A living trust is one of the most effective ways to avoid probate. The reason why a living trust does not go through probate is because through the creation of the trust and funding it with assets, the trust becomes the legal owner of the asset. Thus, after the grantor of the trust dies, the trust still lives on after they have passed.
In order to create a trust that can successfully avoid probate, the grantor draws up a trust agreement with the terms of the trust. This will include appointing a trustee to manage and administer the trust. The grantor will then move assets into the trust.
The trust then becomes its own separate entity. The trustee technically has ownership of the property since it is the trustee who can make decisions as to how to invest and dispose of trust assets. While the grantor is alive, the trustee is a fiduciary to the grantor and must manage the property in their interest.
Probate is the process where ownership is transferred. Because the trustee has ownership of the property, the trust maintains that ownership after the grantor dies and there is no probate process that is necessary to complete any ownership transfer. A Colorado probate attorney can assist you in establishing a trust that can help assets stay out of probate.
A durable power of attorney grants someone the legal ability to make decisions on your behalf at certain times and for specified purposes. A durable power of attorney means that the power of attorney remains valid in the event that you become incapacitated. Many people are familiar with the term “power of attorney”, it simply means a trusted person who is entitled to act in place of someone else. And while the person you name as power of attorney should be aware of what your wishes and expectations are, they do not need any legal training or experience.

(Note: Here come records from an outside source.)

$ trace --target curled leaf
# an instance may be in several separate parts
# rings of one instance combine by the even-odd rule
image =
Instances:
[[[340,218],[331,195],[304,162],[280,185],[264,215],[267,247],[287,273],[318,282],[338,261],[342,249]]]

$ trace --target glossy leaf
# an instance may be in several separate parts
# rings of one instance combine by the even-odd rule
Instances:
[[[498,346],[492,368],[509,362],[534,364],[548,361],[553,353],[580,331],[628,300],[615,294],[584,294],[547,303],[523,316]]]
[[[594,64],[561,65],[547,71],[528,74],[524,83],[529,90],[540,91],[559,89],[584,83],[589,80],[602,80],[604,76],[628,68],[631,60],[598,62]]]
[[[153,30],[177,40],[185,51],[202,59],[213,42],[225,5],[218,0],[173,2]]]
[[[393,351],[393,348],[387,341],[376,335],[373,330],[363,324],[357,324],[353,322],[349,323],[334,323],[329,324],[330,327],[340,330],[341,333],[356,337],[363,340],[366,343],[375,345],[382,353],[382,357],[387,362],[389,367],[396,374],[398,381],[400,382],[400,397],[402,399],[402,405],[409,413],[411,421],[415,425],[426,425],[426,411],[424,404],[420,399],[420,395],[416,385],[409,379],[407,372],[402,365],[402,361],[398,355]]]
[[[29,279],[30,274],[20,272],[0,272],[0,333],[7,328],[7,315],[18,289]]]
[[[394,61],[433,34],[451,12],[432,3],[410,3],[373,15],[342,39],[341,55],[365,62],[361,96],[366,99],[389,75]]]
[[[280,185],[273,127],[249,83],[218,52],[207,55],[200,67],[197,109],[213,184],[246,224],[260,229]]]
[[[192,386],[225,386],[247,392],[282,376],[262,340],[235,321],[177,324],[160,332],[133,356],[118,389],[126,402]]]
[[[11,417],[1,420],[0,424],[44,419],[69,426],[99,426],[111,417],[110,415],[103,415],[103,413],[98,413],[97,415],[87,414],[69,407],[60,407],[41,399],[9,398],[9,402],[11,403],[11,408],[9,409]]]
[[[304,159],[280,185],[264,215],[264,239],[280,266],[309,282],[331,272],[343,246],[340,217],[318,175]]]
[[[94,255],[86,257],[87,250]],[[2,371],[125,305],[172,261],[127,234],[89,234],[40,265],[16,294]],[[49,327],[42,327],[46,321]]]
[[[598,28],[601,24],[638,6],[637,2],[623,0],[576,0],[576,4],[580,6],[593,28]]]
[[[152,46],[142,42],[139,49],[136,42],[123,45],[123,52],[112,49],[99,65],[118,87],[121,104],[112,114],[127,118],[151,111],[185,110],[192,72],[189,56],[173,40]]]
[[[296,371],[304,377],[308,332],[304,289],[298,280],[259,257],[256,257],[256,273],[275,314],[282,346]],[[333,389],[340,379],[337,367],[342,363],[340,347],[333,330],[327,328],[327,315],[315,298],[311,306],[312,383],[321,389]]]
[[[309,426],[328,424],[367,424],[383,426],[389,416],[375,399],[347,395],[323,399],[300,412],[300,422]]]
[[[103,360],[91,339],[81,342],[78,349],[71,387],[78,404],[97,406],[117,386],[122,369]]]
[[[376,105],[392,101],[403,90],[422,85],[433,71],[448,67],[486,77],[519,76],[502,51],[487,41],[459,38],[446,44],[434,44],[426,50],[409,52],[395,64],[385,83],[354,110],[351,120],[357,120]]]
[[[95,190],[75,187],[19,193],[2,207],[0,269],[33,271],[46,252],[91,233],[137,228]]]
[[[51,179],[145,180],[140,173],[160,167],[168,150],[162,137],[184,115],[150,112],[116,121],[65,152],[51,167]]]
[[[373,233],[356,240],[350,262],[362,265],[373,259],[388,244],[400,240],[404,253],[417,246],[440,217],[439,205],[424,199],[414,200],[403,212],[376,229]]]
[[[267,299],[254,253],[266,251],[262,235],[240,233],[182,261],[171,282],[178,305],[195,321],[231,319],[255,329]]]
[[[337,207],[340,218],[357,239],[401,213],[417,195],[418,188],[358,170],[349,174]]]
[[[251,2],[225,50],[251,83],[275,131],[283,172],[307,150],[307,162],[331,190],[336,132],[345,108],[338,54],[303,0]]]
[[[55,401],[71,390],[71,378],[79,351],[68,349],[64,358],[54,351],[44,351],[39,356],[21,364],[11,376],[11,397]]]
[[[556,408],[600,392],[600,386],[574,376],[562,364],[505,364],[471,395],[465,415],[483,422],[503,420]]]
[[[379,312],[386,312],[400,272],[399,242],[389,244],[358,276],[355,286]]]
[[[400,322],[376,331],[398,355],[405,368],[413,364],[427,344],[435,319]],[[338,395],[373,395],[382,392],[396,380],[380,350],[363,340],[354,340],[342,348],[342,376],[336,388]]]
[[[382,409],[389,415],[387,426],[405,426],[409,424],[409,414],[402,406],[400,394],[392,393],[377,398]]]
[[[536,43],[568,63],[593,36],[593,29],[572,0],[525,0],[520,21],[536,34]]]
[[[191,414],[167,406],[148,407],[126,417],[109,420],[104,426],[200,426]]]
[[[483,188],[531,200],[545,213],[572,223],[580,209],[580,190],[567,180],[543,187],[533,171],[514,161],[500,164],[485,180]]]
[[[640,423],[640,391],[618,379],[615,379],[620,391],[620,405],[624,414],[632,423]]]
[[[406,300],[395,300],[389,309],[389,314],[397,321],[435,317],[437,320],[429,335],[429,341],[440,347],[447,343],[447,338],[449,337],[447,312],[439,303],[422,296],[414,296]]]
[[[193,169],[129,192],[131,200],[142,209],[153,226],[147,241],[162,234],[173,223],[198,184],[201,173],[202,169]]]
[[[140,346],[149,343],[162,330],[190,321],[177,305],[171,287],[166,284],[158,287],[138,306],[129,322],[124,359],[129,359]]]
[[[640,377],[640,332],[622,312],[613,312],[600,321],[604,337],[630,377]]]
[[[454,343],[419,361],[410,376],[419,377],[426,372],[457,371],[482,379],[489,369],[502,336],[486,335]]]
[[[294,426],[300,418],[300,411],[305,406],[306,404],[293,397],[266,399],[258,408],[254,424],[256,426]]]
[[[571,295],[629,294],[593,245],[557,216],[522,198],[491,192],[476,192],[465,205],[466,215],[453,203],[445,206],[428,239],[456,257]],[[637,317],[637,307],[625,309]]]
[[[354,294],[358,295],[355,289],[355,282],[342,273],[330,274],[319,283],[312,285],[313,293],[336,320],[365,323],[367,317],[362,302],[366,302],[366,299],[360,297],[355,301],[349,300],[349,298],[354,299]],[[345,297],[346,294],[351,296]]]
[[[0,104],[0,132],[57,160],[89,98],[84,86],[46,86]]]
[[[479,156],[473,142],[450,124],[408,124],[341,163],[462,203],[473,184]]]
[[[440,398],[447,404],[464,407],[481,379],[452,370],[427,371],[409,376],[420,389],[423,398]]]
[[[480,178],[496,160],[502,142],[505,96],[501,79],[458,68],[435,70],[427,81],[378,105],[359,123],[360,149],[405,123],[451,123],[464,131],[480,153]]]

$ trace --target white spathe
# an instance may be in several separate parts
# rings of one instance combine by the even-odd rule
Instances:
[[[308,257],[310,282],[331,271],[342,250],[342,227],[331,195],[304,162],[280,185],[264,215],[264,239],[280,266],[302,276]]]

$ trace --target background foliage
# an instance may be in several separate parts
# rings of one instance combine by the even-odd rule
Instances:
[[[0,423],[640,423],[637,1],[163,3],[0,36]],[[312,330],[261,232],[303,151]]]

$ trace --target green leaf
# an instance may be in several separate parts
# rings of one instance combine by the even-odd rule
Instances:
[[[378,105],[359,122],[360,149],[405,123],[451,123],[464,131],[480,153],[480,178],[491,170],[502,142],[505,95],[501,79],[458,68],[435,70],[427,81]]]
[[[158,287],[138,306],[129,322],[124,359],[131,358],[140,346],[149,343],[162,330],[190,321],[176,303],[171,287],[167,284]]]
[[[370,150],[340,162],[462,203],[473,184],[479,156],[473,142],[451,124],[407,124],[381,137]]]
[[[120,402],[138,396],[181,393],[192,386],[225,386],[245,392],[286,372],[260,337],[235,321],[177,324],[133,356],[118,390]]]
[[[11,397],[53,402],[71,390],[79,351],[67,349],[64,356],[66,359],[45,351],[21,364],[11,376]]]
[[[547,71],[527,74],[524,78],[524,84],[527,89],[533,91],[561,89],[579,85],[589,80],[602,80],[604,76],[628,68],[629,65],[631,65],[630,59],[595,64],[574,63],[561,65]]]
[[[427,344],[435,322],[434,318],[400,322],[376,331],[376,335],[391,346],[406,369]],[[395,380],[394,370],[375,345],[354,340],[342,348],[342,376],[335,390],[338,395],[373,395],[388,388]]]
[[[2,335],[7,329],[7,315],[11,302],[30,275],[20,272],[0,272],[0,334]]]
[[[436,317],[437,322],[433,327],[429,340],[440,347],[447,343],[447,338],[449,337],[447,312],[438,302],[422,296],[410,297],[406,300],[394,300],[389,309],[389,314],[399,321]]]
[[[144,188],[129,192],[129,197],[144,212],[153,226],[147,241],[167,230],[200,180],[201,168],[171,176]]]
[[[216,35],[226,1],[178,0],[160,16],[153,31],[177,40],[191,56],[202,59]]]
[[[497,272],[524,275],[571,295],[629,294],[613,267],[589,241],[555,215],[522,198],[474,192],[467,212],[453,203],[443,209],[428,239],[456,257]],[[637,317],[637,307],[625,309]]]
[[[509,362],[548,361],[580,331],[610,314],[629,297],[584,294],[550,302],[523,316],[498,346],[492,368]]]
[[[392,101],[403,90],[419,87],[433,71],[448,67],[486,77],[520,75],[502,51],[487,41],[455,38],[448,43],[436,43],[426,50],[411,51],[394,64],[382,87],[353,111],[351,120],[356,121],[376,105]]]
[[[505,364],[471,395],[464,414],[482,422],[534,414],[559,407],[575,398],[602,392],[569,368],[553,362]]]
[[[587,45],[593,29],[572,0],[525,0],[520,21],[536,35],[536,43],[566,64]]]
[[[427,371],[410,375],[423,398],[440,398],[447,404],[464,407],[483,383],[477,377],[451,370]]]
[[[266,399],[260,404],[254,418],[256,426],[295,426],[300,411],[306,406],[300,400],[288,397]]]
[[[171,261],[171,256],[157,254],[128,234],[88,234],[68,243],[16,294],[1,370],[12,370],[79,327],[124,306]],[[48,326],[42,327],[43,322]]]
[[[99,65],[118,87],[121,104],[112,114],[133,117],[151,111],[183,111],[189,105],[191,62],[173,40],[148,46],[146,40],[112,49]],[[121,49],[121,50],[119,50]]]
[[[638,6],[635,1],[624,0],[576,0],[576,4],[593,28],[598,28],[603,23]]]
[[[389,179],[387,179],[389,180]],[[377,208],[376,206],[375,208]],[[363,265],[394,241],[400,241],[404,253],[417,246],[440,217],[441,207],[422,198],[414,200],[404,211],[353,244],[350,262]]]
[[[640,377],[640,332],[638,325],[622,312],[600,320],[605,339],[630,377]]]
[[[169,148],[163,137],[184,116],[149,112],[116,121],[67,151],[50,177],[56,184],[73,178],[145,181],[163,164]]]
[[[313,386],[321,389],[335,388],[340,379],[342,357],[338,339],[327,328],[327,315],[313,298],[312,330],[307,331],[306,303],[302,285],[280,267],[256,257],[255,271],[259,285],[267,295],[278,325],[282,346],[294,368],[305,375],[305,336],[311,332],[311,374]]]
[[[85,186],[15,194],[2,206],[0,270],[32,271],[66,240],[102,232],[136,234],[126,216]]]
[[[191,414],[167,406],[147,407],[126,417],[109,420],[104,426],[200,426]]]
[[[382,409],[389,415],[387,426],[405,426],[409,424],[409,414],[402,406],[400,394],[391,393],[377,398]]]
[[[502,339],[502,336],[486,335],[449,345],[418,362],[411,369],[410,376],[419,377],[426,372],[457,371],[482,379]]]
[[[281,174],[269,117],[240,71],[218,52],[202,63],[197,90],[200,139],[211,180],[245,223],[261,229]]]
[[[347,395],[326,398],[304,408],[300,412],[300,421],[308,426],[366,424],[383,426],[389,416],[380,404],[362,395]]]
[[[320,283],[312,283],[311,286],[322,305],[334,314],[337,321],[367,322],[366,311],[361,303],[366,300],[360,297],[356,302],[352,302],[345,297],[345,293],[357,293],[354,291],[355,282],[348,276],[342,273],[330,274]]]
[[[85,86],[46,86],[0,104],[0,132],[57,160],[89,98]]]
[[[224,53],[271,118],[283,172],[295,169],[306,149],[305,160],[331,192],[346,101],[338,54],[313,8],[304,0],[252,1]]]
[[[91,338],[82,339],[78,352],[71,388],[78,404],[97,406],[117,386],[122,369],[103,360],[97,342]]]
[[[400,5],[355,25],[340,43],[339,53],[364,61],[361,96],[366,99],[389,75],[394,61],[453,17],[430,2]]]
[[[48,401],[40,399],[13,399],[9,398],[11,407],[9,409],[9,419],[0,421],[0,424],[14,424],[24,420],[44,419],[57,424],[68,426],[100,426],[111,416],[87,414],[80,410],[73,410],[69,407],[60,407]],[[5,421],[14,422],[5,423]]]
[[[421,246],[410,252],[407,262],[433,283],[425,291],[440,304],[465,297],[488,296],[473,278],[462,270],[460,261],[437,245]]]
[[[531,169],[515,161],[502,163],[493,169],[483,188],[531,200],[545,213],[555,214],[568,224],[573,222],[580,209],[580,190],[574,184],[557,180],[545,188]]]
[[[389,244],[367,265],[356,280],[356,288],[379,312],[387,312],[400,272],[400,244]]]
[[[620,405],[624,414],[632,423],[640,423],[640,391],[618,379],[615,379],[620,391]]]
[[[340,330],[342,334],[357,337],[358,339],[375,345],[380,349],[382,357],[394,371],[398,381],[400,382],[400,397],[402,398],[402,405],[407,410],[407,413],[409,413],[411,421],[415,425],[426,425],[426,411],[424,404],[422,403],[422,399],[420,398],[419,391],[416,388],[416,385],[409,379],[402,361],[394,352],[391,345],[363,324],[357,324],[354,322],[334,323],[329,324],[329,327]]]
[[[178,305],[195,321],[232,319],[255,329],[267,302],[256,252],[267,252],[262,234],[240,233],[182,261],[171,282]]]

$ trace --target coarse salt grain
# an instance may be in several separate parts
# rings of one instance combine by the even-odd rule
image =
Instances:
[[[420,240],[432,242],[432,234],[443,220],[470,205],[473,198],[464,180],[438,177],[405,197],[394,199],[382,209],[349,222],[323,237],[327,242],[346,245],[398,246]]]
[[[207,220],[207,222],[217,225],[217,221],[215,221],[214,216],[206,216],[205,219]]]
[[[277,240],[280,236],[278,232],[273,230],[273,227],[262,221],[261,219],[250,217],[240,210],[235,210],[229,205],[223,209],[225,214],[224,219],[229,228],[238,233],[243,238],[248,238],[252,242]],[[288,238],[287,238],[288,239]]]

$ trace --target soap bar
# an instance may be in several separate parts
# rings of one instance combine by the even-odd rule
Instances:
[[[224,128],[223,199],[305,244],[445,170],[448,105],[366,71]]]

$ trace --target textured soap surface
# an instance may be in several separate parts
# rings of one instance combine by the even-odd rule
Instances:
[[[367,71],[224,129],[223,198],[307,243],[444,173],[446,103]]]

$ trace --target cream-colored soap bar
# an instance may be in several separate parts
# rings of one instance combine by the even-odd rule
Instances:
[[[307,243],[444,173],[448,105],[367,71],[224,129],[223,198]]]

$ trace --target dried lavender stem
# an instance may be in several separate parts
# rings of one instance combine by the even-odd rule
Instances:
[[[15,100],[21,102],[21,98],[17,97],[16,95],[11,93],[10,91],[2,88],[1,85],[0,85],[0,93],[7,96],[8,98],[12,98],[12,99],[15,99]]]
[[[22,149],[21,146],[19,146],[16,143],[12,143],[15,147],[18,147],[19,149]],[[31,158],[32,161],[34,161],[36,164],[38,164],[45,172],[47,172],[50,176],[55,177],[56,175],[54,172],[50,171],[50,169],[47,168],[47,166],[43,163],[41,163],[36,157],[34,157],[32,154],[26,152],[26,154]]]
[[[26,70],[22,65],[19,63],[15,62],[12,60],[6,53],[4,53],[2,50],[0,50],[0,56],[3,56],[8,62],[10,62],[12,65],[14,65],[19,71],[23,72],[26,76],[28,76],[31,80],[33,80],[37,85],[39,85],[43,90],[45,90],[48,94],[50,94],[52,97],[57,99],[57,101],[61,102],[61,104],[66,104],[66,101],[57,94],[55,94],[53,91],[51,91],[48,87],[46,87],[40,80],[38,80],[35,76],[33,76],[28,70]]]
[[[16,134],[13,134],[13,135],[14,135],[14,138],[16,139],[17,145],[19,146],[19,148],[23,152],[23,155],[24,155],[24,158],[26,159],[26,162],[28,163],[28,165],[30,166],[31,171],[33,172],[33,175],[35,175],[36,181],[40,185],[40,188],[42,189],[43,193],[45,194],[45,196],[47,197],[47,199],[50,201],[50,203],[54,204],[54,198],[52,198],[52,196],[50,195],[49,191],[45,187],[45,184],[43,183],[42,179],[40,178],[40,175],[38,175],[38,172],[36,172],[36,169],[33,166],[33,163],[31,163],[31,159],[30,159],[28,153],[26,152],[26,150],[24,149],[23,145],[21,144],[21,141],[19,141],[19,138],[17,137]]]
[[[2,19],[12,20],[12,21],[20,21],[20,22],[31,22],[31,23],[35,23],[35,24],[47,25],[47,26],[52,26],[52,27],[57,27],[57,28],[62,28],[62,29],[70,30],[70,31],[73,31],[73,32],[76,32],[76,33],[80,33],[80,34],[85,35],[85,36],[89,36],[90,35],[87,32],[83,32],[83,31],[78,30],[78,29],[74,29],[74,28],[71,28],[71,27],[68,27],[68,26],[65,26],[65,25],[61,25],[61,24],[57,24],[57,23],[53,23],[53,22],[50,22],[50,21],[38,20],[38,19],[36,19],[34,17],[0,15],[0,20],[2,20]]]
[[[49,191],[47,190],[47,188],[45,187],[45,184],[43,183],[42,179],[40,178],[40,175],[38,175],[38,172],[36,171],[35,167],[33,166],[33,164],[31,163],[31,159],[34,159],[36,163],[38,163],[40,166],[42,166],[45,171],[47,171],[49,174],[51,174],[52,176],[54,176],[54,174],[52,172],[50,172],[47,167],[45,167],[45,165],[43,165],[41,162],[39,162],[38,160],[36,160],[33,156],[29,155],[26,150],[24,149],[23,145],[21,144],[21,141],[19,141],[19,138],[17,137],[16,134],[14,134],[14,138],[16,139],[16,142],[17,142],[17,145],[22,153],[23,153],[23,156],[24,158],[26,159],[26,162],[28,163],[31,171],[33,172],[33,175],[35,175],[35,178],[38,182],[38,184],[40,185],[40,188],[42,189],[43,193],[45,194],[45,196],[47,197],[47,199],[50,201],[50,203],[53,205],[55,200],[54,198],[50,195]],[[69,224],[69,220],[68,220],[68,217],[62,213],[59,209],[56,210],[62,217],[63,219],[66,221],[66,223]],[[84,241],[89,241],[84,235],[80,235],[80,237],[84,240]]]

A durable financial power of attorney will enable another person to make financial transactions on your behalf if and when you are no longer able to make sound decisions. The person you appoint will have control over as many aspects of handling financial matters as the power allows. This can mean paying your debts, investing money, or taking steps such as depositing social security checks. In turn, the agent will have a fiduciary responsibility to act in your best interests when making any financial decisions. This is extremely important given widespread patterns of financial abuse of seniors. The elderly are vulnerable to being taken advantage of, and it is vital to institute safeguards to provide them with protection. A durable financial power of attorney can act as an agent for whatever transactions are specified by the instrument that gives the agent the power.
A durable medical power of attorney will have a similar spirit and intent, but will cover healthcare and medical decisions. Even if you are unable to make informed decisions concerning your health care, your health care agent designated in the medical power of attorney is instructed to discuss with you the specifics of any proposed medical care or treatment. To be clear, your power of attorney can put some parameters on the decisions that your agent makes, but they are ultimately making the choices for you. With a durable power of attorney, the agent will be in contact with your medical professionals and will work in tandem with them to make all necessary medical decisions as the need arises.